Clinically significant sleep apnea was defined as an apnea-hypopnea index (AHI) ≥ 15 cumulative apneas and hypopneas per hour of EEG sleep. An apnea was defined as ≥ 90% reduction in thermistor-determined airflow for ≥ 10 sec. A hypopnea was defined as 50% to 90% reduction in airflow for ≥ 10 sec, accompanied by an EEG arousal or arterial desaturation of ≥ 4%. Clinically significant PLM disorder was defined by a PLM-arousal index (PLMAI) of ≥ 15 PLM-related EEG arousals per hour of sleep.
Statistics
The primary aim of this exploratory study was to model predictors of significant OSA and PLMD, which were defined respectively defined as an AHI ≥ 15, and PLMAI ≥ 15. Statistical analyses were conducted with JMP 7.0.1. Twelve persons had either OSA or PLMD; and these 12 persons were pooled together to make the OSA/PLMD+ group. Although OSA and PLMD are clinically and etiologically distinct sleep disorders, for the purposes of insomnia-pharmacology clinical trials they are both excluded because of similar disturbing effects on sleep microarchitecture (i.e., arousals). Descriptive statistics were calculated for the PSG characteristics of those with and without OSA/PLMD, and statistical comparisons of the PSG variables for the 2 groups were made with one-way ANOVA.
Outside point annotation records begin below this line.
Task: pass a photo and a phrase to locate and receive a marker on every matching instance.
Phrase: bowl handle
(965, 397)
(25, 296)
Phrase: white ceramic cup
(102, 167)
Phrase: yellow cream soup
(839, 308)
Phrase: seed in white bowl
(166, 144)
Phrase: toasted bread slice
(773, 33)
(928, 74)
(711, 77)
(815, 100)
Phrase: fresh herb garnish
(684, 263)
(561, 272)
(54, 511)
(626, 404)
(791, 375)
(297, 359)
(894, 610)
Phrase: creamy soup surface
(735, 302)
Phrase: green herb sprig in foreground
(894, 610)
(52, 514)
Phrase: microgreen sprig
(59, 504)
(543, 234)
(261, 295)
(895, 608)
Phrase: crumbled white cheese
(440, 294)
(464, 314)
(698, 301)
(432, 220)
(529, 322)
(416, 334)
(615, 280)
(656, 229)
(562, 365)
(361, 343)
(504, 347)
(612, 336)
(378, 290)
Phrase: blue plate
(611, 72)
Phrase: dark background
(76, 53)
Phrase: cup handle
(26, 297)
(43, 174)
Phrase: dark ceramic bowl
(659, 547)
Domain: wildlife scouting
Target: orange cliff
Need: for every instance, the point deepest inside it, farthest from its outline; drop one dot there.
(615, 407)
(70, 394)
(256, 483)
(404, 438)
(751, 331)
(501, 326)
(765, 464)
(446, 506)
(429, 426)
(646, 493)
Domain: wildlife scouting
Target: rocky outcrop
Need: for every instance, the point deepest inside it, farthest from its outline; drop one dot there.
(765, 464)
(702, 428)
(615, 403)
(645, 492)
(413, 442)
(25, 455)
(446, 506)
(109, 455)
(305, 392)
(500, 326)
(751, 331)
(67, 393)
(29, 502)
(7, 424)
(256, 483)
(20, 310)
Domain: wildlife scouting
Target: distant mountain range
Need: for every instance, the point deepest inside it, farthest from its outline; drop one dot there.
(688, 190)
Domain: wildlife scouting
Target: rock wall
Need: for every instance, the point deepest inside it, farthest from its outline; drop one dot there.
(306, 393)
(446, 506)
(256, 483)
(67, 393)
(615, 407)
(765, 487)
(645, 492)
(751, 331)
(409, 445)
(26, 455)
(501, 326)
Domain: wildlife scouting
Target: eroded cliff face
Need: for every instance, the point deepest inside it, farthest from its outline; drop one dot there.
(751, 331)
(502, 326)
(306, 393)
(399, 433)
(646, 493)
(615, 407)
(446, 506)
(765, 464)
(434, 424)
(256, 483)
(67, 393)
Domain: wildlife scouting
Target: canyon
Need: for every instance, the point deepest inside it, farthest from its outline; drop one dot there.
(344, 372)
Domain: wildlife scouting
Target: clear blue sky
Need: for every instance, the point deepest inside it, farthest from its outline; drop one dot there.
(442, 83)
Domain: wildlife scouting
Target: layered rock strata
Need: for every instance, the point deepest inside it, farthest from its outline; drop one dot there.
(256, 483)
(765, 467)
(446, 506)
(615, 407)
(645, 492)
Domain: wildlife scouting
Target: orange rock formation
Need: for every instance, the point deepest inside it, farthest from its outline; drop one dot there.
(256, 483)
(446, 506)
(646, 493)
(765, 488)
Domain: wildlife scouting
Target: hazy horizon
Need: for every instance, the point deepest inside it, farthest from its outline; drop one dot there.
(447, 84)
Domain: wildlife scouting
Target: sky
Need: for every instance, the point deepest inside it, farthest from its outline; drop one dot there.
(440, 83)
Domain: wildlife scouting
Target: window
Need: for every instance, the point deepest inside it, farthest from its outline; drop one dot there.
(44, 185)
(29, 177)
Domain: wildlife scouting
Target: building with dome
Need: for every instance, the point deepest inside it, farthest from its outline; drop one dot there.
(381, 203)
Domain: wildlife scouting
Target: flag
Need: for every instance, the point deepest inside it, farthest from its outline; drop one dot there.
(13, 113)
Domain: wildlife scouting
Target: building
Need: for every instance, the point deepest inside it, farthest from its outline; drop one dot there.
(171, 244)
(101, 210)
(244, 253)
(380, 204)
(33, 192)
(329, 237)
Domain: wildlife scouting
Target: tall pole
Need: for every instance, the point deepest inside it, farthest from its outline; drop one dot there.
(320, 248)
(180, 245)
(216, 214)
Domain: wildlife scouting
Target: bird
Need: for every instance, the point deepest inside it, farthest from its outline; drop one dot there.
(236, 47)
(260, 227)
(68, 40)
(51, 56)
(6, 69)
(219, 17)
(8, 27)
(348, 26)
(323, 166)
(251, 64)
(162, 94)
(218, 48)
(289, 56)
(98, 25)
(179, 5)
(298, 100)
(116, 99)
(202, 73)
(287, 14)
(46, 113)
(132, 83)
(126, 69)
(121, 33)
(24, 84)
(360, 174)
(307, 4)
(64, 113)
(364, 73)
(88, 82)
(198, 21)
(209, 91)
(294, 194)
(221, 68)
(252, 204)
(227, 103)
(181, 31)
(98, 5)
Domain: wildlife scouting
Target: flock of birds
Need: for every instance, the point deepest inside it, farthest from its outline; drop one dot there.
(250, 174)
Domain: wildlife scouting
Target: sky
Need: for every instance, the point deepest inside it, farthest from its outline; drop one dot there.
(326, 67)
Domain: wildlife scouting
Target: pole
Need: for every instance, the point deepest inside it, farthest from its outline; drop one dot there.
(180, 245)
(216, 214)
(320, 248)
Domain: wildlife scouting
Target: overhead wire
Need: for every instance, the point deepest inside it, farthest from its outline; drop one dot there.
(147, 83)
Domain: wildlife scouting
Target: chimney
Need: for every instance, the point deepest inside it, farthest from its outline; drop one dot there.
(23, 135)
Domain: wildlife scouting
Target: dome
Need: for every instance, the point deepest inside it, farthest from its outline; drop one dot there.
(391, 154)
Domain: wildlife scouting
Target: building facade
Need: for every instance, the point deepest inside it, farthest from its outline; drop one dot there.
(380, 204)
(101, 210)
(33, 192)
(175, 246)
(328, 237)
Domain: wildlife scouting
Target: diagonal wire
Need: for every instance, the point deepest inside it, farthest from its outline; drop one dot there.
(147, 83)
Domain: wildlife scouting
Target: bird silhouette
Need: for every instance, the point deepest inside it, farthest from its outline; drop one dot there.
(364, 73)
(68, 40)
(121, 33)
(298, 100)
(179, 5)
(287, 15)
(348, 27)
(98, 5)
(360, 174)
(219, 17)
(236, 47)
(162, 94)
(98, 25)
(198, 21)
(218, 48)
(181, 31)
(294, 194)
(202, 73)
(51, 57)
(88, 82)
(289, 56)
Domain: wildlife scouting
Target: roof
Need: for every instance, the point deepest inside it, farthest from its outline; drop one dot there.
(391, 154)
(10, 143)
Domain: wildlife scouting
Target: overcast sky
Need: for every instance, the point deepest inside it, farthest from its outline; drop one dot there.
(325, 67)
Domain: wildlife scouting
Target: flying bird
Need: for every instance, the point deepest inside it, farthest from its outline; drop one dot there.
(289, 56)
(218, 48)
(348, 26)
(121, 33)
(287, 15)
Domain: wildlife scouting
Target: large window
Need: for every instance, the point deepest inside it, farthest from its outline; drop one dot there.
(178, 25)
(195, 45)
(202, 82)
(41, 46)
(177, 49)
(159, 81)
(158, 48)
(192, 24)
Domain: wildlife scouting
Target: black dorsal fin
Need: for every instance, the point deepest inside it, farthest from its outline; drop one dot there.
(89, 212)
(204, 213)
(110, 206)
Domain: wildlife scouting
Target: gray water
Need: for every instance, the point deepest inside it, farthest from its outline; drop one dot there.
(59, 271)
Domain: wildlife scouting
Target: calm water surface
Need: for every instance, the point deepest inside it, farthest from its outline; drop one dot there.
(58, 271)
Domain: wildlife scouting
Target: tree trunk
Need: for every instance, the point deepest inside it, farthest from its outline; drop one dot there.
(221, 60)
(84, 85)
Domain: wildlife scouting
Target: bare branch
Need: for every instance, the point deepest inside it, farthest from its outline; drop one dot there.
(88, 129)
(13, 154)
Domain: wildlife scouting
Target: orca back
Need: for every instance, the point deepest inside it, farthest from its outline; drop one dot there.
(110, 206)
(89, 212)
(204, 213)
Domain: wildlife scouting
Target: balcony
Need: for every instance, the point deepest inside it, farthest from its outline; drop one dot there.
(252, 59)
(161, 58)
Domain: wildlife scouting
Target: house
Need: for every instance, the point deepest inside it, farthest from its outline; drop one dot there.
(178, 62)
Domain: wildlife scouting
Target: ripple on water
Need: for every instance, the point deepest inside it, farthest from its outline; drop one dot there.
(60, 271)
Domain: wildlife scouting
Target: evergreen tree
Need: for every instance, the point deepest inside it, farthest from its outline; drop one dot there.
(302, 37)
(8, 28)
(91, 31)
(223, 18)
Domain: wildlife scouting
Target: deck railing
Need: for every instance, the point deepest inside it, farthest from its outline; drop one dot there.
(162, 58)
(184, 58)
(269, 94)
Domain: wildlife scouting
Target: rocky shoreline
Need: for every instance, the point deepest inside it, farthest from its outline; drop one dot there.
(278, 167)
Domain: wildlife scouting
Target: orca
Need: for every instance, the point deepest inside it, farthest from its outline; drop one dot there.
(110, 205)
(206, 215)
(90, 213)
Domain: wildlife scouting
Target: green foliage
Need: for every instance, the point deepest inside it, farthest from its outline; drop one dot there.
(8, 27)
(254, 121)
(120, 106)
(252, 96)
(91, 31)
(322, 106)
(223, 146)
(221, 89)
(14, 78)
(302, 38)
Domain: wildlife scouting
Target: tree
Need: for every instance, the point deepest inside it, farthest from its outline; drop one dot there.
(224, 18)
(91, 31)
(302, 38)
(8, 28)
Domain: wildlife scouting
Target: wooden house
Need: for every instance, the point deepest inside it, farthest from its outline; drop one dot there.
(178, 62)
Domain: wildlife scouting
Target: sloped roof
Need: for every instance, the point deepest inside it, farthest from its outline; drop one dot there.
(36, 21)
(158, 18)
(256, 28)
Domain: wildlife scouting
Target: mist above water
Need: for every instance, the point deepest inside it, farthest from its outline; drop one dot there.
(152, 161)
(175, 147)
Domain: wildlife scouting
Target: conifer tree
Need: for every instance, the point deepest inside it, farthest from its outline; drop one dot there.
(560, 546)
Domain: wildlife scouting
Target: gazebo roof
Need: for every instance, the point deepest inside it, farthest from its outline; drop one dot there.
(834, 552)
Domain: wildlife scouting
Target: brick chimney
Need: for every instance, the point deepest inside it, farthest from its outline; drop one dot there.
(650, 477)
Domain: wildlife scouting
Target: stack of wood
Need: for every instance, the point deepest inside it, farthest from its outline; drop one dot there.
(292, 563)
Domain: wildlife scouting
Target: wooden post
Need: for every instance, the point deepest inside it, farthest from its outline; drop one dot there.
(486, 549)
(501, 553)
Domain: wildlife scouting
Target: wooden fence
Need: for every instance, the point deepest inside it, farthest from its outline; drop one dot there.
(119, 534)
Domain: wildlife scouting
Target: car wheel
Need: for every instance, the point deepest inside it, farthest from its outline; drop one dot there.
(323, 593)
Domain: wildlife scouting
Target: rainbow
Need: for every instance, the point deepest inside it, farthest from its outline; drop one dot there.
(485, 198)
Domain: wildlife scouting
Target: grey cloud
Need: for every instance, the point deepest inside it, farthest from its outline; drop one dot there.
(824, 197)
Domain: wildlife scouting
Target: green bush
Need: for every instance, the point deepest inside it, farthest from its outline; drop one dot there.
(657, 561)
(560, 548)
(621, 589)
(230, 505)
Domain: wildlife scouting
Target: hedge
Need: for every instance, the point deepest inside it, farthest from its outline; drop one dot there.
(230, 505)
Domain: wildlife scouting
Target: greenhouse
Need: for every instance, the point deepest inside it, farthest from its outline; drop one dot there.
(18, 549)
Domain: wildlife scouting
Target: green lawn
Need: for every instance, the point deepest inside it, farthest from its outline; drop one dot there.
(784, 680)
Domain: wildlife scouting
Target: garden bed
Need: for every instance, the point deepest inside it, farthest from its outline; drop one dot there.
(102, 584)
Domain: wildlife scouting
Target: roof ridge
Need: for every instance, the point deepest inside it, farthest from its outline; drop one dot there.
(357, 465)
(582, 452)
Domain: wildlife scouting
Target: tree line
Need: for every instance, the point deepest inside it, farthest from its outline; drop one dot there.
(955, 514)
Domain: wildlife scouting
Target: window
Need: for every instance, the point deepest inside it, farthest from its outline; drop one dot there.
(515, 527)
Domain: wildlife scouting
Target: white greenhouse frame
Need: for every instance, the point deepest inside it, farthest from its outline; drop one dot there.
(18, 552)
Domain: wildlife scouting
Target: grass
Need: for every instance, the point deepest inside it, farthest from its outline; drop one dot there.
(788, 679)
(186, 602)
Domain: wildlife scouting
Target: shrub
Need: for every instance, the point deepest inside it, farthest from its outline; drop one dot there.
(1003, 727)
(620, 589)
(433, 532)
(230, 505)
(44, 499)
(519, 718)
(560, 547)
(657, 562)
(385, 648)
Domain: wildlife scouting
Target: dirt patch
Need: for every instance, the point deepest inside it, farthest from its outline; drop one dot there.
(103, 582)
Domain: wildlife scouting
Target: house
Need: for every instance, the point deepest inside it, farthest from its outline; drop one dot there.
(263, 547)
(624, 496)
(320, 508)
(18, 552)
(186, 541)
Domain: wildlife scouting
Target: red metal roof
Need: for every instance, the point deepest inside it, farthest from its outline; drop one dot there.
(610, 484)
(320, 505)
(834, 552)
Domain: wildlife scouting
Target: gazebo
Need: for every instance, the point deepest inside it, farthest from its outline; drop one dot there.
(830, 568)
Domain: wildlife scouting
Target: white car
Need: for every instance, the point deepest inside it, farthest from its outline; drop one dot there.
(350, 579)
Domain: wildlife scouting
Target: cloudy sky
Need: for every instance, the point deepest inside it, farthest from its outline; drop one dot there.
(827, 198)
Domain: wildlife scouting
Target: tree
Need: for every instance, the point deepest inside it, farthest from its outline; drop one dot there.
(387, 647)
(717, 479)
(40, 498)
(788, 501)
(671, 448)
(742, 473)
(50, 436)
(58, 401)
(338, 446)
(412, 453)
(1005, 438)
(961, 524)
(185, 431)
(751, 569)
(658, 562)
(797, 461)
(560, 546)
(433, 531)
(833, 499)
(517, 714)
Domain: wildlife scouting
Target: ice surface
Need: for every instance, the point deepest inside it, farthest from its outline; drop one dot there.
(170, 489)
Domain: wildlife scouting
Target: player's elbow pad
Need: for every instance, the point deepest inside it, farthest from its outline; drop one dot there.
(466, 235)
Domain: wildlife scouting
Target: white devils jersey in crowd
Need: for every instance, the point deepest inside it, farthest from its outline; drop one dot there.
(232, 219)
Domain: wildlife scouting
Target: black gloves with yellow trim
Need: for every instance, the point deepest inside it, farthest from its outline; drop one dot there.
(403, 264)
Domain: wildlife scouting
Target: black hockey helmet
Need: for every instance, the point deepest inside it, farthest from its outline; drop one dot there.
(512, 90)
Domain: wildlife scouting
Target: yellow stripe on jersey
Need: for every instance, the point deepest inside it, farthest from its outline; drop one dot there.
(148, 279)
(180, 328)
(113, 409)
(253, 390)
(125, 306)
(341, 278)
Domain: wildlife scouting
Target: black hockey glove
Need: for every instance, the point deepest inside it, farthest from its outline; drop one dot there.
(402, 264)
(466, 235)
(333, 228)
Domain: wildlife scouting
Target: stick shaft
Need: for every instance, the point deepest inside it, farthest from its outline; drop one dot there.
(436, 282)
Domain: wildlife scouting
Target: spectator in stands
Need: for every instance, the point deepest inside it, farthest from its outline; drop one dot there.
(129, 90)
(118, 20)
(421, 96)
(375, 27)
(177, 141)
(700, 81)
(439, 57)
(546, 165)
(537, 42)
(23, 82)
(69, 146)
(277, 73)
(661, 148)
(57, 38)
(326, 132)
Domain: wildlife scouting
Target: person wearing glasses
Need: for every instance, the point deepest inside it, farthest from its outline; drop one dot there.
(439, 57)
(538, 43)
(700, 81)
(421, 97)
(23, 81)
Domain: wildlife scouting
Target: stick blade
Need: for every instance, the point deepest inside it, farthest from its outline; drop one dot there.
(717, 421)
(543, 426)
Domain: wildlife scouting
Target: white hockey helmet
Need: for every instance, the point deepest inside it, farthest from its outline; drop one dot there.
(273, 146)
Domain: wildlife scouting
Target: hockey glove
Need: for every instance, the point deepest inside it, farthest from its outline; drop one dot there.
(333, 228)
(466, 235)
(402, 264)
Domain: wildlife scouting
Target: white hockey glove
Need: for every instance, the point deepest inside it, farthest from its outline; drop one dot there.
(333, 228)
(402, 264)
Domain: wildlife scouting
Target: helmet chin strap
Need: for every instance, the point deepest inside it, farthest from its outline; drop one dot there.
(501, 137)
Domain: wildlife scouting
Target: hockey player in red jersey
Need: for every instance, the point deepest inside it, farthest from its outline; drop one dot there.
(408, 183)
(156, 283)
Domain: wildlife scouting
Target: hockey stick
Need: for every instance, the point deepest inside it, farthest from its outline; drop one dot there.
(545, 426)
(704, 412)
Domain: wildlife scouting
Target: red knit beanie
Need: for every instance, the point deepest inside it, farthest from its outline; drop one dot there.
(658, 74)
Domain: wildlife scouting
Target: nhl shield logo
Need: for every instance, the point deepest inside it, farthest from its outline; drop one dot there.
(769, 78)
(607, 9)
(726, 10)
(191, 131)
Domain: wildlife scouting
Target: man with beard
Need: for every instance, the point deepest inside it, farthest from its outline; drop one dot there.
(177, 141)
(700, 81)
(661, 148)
Candidate predictor variables for OSA/PLMD were included in a logistic regression model, with subsequent examination of ROC curves. Age, gender, and BMI were the first candidate variables tested as predictors of OSA/PLMD. Of these 3 variables, only those that made a significant (p < 0.05) contribution were retained in subsequent model development. Next, clinical variables were tested one at a time in the model, including daytime and night time diary variables, ISI, and HRSD. Again, only significant clinical variables were retained and added to the prior demographic variables. Finally, actigraphic variables were tested within the model, one at a time. After the best model was defined, the best cut point for each of the retained predictor variables was calculated by modeling univariate ROC curves and defining the value for each predictor variable that optimized the greatest [sensitivity – (1-specificity)]. Means were calculated and compared for demographic and clinical variables of the participants with OSA/PLMD and those without OSA/PLMD, using 2-sided t-tests. Statistical significance was accepted at p < 0.05.
RESULTS
Of the 80 participants who completed the PSG screen, 73 had complete demographic, clinical, and actigraphic data. Of these, 12 persons (16%) had a primary sleep disorder: 5 had AHI ≥ 15 (AHI = 28.4 ± 22.3; PLMAI = 3.9 ± 5.6), 6 had PLMAI ≥ 15 (AHI = 0.5 ± 1.0; PLMAI = 31.7 ± 20.7), and 1 person had both AHI and PLMAI ≥ 15 (AHI = 29.3; PLMAI = 35.7). The 61 persons who “passed” the PSG screening had no clinically significant sleep apnea or PLM (AHI = 1.8 ± 3.6; PLMAI = 1.2 ± 2.4)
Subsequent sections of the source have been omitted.